Pourtant, en répétant un certain nombre de fois ces expériences, on arriverait peut-être à faire disparaître ces paralysies, et il y aurait là une méthode de traitement. Nous avons observé, en effet, dans un cas, à la suite de deux expériences consécutives, une contracture spontanée d’un membre inférieur s’atténuer notablement. Nous nous proposons, du reste, de poursuivre ces recherches.
Nous ferons remarquer que les faits que nous venons de signaler diffèrent essentiellement de certaines observations déjà anciennes (2), qui démontrent seulement que l’aimant peut agir à distance chez un malade mis en rapport avec un autre malade dont le corps sert de conducteur. Voici, par exemple, une des expériences de MM. Proust et Ballet : « Deux hystériques, l’une hémianestésique gauche, l’autre hémianestésique droite se tiennent par la main ; on applique des aimants à côté de la première ; au bout d’une heure, les deux malades recouvrent la sensibilité générale dans leur côté anesthésié. » – Ces observations n’ont aucune analogie avec les nôtres.
Nous nous sommes placé dans des conditions telles que toute idée de simulation ou de suggestion doit être absolument écartée.
Il faut noter d’abord que ces expériences ont donné, dès le début, les mêmes résultats que lorsqu’elles ont été répétées plusieurs fois. [p. 8]
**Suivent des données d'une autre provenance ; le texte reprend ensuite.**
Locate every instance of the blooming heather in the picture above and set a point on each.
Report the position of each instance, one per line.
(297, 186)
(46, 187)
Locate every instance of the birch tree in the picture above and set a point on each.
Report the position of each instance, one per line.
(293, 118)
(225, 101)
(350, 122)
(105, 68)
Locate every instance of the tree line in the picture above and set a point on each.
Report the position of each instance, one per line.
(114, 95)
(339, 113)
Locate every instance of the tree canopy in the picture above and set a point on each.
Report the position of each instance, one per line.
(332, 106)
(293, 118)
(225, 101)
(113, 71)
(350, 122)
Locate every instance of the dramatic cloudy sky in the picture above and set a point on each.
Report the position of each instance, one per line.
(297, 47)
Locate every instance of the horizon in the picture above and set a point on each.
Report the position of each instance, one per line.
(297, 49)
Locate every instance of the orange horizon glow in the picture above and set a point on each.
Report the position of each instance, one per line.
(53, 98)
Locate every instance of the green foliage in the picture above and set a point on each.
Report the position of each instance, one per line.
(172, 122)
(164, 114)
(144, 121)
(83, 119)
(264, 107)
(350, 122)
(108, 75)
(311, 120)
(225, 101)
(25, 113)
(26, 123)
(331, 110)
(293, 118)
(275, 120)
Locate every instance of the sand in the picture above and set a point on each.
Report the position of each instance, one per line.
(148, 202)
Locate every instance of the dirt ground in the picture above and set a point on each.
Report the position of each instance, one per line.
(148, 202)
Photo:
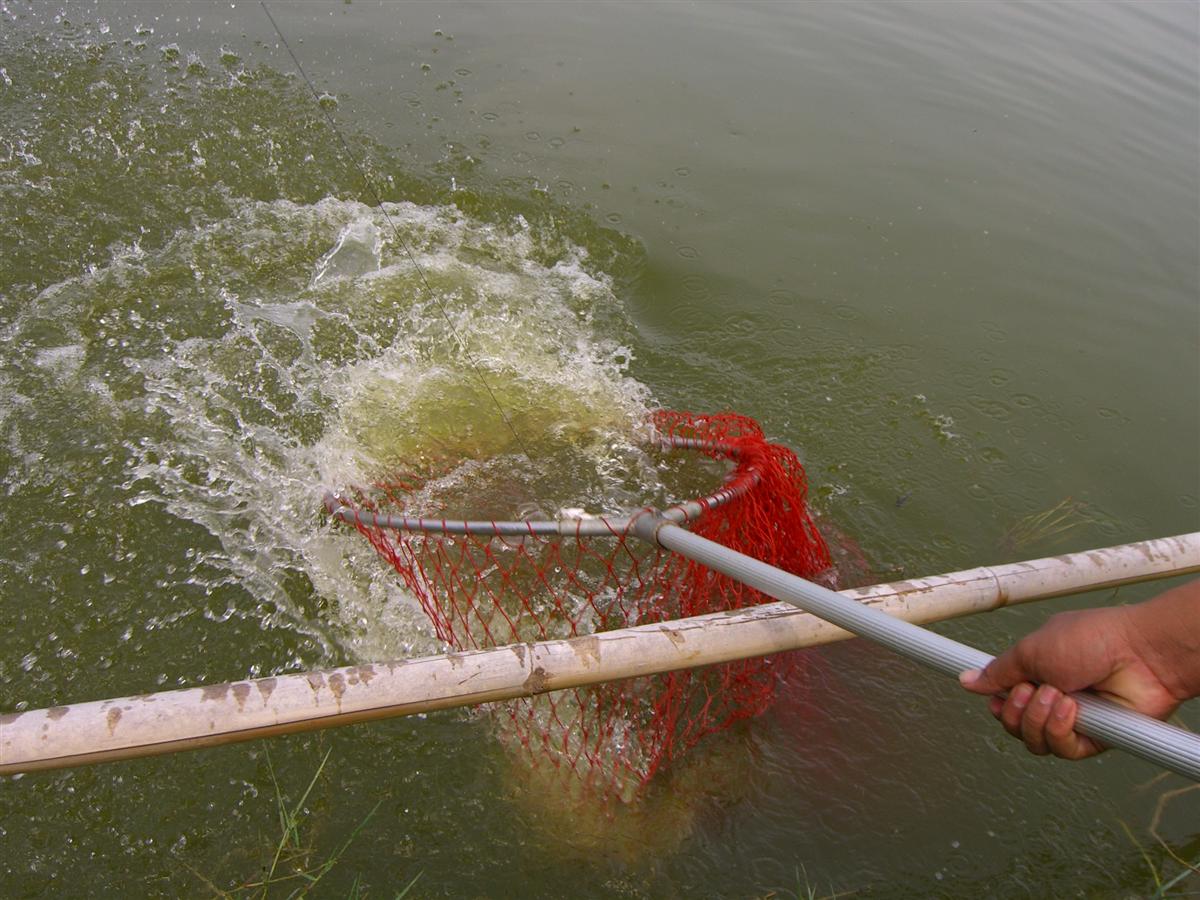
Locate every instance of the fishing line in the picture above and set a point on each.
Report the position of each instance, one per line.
(412, 257)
Lorsque nous produisions, par suggestion, chez un sujet, un phénomène tel que la paralysie ou mutisme, que nous proposions de soumettre au transfert, l’autre sujet était éloigné de façon à ce qu’il lui fût impossible de savoir ce qui avait été fait et nous couvrions le premier sujet d’un voile dissimulant complètement les différentes parties de son corps.
Lorsque nous mettions en rapport avec les malades atteints de paralysie spontanée, une hystérique hypnotisée, nous prenions toutes les précautions nécessaires pour que celle-ci ignorât complètement quel était le malade en rapport avec elle, et ne pût savoir de quels accidents il était atteint.
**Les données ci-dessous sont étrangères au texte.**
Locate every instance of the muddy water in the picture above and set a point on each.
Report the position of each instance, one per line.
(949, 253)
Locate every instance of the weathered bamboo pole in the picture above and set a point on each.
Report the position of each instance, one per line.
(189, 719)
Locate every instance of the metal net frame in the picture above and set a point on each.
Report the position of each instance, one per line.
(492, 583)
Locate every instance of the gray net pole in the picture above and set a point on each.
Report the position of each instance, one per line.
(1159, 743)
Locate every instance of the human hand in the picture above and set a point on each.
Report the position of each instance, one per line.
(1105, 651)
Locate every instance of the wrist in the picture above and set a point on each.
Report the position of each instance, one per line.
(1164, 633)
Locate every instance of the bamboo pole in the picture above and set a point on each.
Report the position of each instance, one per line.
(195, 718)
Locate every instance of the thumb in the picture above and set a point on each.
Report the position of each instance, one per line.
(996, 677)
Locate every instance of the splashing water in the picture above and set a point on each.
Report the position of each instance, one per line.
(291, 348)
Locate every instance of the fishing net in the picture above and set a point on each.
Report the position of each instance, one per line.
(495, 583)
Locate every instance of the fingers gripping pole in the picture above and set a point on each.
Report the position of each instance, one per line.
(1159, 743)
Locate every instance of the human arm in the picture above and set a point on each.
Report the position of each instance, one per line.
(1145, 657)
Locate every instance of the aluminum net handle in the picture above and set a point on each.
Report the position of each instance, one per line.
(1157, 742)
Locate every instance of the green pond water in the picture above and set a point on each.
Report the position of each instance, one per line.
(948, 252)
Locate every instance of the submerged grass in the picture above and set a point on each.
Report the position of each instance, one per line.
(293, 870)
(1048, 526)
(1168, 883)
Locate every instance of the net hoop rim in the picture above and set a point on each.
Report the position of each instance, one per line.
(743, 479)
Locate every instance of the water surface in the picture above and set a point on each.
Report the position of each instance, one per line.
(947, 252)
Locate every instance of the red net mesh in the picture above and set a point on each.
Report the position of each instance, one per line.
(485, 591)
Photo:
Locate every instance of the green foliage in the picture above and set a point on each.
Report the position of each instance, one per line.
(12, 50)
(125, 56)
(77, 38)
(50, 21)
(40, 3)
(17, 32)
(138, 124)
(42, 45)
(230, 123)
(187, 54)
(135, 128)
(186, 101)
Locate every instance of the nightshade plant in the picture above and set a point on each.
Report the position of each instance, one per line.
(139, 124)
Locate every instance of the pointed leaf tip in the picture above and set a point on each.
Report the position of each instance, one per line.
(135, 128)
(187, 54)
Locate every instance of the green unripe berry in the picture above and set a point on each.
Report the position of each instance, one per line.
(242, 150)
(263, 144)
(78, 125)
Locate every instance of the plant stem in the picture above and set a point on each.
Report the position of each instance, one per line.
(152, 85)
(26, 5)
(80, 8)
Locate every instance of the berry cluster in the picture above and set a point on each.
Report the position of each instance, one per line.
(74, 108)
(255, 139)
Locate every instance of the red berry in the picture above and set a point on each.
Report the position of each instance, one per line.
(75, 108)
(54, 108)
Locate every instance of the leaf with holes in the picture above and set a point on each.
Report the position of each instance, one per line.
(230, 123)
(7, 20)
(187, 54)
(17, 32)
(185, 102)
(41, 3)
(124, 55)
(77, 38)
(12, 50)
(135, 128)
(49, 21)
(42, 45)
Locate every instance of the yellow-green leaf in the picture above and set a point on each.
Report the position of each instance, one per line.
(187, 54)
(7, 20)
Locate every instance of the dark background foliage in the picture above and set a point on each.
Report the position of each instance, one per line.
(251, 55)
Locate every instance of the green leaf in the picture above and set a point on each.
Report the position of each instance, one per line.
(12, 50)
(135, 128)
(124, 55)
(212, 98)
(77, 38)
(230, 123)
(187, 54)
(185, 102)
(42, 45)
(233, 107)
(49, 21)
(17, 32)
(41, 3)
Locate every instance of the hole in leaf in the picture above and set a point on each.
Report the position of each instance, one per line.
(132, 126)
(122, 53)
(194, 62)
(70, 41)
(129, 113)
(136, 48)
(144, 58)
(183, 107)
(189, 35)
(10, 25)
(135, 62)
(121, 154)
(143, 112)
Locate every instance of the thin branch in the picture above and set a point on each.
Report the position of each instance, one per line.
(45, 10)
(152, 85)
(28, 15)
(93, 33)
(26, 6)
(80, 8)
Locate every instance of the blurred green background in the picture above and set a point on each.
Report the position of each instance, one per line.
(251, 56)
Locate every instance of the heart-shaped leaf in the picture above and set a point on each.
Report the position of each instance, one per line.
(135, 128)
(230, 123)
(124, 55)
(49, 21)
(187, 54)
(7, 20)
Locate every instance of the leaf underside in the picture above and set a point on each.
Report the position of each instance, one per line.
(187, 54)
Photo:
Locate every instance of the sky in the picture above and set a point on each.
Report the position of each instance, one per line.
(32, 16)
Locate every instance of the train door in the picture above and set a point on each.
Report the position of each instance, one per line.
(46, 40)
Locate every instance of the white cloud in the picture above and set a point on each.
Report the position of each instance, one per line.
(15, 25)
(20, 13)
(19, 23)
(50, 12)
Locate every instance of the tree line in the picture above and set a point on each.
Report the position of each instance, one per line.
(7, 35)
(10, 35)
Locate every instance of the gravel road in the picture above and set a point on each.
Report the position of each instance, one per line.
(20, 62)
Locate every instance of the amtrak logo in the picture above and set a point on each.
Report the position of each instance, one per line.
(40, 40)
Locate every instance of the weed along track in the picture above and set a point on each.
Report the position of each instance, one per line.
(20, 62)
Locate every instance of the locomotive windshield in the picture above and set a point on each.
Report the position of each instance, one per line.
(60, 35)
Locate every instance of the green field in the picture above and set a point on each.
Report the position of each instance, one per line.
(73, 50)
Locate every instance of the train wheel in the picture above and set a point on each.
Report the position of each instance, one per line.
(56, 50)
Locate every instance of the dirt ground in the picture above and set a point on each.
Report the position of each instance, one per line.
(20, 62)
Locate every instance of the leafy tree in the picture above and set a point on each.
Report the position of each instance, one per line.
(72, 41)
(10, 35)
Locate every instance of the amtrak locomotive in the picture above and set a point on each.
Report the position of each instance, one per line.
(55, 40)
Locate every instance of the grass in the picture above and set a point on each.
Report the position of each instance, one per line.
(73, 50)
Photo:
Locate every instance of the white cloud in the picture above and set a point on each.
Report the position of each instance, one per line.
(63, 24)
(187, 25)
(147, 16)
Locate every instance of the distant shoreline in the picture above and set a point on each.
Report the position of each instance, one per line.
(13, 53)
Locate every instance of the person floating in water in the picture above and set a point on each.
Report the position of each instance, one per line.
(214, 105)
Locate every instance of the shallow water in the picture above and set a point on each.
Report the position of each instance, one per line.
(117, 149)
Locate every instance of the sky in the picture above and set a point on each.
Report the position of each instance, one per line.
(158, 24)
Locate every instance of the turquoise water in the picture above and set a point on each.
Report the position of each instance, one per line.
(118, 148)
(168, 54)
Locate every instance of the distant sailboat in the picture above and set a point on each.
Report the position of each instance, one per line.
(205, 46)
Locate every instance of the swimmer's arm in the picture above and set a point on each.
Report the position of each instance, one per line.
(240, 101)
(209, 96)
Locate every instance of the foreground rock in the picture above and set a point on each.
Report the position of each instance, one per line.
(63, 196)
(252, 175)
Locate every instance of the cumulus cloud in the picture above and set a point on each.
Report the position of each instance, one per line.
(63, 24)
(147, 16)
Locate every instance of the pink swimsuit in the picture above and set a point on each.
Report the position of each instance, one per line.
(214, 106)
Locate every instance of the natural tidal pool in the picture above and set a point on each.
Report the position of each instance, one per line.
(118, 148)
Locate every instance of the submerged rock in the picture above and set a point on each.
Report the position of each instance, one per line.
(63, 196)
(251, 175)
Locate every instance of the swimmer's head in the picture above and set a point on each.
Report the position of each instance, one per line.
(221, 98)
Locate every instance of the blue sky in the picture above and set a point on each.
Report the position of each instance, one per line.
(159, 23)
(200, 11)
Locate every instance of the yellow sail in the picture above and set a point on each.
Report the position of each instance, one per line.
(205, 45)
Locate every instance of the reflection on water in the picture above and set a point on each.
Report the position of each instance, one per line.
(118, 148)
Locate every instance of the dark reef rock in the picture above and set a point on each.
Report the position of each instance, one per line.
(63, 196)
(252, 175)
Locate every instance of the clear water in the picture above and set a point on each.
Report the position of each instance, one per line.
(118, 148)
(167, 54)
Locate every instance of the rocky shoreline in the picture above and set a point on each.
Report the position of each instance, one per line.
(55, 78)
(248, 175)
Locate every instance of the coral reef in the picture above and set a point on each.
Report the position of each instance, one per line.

Enfin l’aimant a toujours été appliqué à côté du membre supérieur, même lorsqu’il s’agissait de phénomènes localisés dans le membre inférieur (3).
NOTES
(1) Commission nommée en 1876 par la Société de biologie pour contrôler les expériences de M. Burq sur la métalloscopie.
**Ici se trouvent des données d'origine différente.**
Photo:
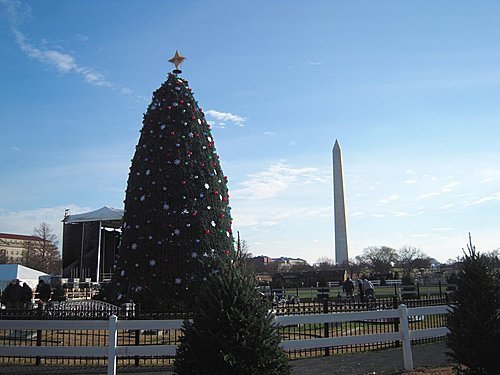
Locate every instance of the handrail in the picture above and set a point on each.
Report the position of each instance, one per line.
(112, 351)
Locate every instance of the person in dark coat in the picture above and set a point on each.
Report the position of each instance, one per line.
(12, 295)
(44, 291)
(26, 295)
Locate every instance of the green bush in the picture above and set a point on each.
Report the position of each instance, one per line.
(232, 331)
(474, 321)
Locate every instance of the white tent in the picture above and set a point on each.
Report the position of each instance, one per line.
(102, 214)
(90, 243)
(9, 272)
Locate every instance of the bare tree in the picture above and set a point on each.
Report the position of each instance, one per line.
(378, 259)
(411, 258)
(324, 264)
(3, 252)
(42, 254)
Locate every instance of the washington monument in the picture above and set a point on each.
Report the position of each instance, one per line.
(341, 254)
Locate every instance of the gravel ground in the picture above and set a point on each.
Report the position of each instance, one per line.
(388, 362)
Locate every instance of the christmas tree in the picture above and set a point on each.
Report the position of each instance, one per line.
(474, 320)
(177, 219)
(232, 330)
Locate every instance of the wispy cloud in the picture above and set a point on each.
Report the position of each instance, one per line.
(63, 62)
(450, 186)
(276, 179)
(390, 198)
(18, 221)
(222, 118)
(427, 195)
(411, 176)
(492, 197)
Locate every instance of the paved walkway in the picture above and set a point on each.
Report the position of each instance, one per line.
(383, 362)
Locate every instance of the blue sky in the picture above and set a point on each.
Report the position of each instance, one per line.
(411, 89)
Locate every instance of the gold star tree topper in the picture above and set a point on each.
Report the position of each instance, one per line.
(177, 59)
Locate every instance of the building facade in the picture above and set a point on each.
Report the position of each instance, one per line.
(13, 247)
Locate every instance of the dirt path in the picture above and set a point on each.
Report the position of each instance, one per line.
(382, 362)
(388, 362)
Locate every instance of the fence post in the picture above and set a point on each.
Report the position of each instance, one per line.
(112, 345)
(405, 336)
(326, 326)
(395, 304)
(39, 313)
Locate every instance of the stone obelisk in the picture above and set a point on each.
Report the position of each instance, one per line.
(341, 253)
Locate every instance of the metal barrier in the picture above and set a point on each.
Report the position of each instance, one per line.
(113, 325)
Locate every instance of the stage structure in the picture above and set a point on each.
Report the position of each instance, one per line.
(90, 243)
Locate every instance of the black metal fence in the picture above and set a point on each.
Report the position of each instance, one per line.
(90, 311)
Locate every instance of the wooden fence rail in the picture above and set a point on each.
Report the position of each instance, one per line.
(113, 325)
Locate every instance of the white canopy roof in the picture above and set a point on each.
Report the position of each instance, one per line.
(9, 272)
(102, 214)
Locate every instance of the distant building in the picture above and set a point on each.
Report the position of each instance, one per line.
(307, 278)
(13, 247)
(285, 263)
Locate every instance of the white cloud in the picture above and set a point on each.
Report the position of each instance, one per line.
(492, 197)
(223, 117)
(411, 176)
(450, 186)
(23, 222)
(276, 179)
(63, 62)
(390, 198)
(428, 195)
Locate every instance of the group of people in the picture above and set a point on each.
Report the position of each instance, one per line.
(17, 296)
(366, 289)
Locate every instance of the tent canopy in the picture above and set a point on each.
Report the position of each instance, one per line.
(102, 214)
(9, 272)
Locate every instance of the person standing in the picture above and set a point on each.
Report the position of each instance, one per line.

(2) Voir à ce sujet l’ouvrage de Maggiorani: Influenza del Magnetismo sur la vita animale, ct le travail de MM. Proust et Ballet : L’Action des aimants sur quelques troubles nerveux et spécialement sur les anesthésies (Journ. de thérap. 1879).
(3) Une nouvelle communication sur la transmission de phénomènes nerveux d’un sujet à un autre sujet a été faite par M. Babinski à la Société de biologie (séance du 6 novembre 1886).